Prefeito de São Paulo afirma que senador mineiro deveria deixar partido ser 'conduzido por outro nome, eleito', em entrevista a rádio pernambucana

Anderson Bandeira, especial para o 'Estado', O Estado de S.Paulo

26 de junho de 2017 | 17h15

RECIFE- O prefeito de São Paulo, João Doria (PSDB), defendeu nesta segunda-feira, 26, a saída definitiva do senador afastado Aécio Neves (PSDB-MG) do comando da legenda. Alvo de nove inquéritos no Supremo Tribunal Federal (STF), Aécio está licenciado do comando do partido após vazamento de gravações em que supostamente teria pedido propina no valor de R$ 2 milhões ao dono da JBS, Joesley Batista. Em entrevista à Rádio Jornal de Pernambuco, Doria colocou que o tempo do correligionário no comando da sigla passou e que Aécio precisa deixar o cargo.

"Tenho respeito por Aécio, mas ele tem que concentrar o tempo dele na própria defesa e deixar que o partido seja conduzido por outro nome, eleito", disse o tucano, considerando que o mesmo rigor com que a legenda tem criticado o PT  deve ser aplicado no combate às irregularidades internas tucanas. 

Questionado sobre a recente defesa de eleições diretas feita pelo ex-presidente Fernando Henrique Cardoso, Doria divergiu. Afirmou que a antecipação de uma eleição só agravaria a situação do País. 

À rádio pernambucana, o prefeito de São Paulo defendeu a permanência do partido na base aliada do Planalto sob o argumento de que "o apoio do PSDB é ao Brasil e não a Temer". "Os fatos são graves, mas não apresentam abandono ao governo Temer", ponderou. 

ELEIÇÃO

Doria também comentou a recente pesquisa do Datafolha que coloca o ex-presidente Luiz Inácio Lula da Silva (PT) em primeiro lugar na disputa de 2018. Após ter declarado que queria ver o petista derrotado nas urnas, Doria avaliou que as pesquisas revelam um momento, o que pode ser alterado. "O PSDB pode trazer algo novo para 2018. Eu mesmo comecei a campanha em São Paulo (2016) com 2% e ganhamos em primeiro turno", disse o tucano.
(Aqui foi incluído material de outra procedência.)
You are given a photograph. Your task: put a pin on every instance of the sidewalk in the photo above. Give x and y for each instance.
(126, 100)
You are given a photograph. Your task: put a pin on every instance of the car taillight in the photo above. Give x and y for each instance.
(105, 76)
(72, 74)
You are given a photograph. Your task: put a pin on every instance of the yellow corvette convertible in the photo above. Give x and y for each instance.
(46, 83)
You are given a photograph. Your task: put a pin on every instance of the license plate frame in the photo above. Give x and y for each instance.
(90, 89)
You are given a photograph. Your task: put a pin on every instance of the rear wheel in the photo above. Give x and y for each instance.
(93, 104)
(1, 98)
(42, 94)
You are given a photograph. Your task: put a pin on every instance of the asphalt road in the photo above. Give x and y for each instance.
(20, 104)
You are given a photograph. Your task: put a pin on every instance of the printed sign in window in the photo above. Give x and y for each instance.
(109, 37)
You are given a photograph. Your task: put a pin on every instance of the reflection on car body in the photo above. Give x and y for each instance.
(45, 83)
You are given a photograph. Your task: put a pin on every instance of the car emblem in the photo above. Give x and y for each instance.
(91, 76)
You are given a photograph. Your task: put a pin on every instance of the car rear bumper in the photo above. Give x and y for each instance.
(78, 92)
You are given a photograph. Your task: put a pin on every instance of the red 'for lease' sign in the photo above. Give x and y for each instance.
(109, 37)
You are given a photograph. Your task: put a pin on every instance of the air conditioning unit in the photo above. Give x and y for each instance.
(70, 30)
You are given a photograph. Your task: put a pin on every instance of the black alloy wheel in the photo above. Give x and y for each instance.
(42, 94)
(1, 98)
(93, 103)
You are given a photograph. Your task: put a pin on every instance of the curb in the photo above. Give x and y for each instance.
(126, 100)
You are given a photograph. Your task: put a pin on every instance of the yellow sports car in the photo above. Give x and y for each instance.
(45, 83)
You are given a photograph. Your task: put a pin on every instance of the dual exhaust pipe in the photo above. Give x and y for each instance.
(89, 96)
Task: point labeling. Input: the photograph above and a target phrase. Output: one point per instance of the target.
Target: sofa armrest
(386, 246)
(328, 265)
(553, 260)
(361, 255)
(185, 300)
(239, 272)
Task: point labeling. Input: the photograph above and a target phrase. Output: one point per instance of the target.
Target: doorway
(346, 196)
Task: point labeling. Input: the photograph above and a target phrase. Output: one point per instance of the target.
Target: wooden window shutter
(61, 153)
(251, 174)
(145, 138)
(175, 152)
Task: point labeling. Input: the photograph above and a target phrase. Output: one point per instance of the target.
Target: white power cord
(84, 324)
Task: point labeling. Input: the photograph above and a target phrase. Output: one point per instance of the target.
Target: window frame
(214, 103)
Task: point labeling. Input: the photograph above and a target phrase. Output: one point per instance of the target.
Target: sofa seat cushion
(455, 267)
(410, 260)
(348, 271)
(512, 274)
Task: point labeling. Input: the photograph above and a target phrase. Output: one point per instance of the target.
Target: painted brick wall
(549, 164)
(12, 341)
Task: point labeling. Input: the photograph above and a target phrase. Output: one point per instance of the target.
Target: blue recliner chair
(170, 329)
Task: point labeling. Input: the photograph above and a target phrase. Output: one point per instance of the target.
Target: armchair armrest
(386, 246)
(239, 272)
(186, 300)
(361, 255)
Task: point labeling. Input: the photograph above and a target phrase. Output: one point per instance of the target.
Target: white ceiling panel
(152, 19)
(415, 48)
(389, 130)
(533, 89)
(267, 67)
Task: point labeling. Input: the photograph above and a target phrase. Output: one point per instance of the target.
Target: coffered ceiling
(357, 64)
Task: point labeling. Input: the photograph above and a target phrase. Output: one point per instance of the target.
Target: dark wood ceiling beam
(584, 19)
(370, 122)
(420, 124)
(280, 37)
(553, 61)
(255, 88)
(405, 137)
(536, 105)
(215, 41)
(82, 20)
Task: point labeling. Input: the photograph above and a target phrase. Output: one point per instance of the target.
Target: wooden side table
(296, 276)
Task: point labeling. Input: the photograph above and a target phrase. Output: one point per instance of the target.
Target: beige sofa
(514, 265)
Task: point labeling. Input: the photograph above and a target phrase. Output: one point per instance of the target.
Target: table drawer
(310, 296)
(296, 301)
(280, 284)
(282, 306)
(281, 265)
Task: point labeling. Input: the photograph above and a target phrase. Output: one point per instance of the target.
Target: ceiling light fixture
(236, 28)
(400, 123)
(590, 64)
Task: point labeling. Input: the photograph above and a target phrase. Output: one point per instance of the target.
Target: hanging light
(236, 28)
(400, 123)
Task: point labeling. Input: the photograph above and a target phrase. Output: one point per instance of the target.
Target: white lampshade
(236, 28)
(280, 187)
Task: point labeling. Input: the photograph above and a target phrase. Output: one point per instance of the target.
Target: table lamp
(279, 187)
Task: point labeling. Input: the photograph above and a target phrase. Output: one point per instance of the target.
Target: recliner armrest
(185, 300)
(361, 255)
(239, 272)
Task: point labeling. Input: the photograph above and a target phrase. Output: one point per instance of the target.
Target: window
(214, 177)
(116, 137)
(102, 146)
Na sua avaliação, apesar de despontar na primeira posição, o petista tem alta rejeição sobretudo no eixo Sul-Sudeste. Da ala tucana, ele voltou a defender o nome do governador  de São Paulo, Geraldo Alckmin (PSDB), para a disputa. "Tenho muito respeito por Alckmin e o governador tem toda a preferência e o meu apoio. Ele será o candidato", afirmou.

O tucano ainda comentou as possíveis postulações presidenciais afirmando que a ex-ministra Marina Silva (Rede) "não resistiria a um debate na televisão" e o ex-ministro Ciro Gomes (PDT-CE) seria "um caso de análise da psiquiatria brasileira". 

Vice-líder nas pesquisas de intenção de voto, o deputado Jair Bolsonaro (PSC) foi visto por Doria como "mais direitista e extremista e tem encantado os jovens". Para o pleito de 2018, ele não considera fundamental o apoio do PMDB.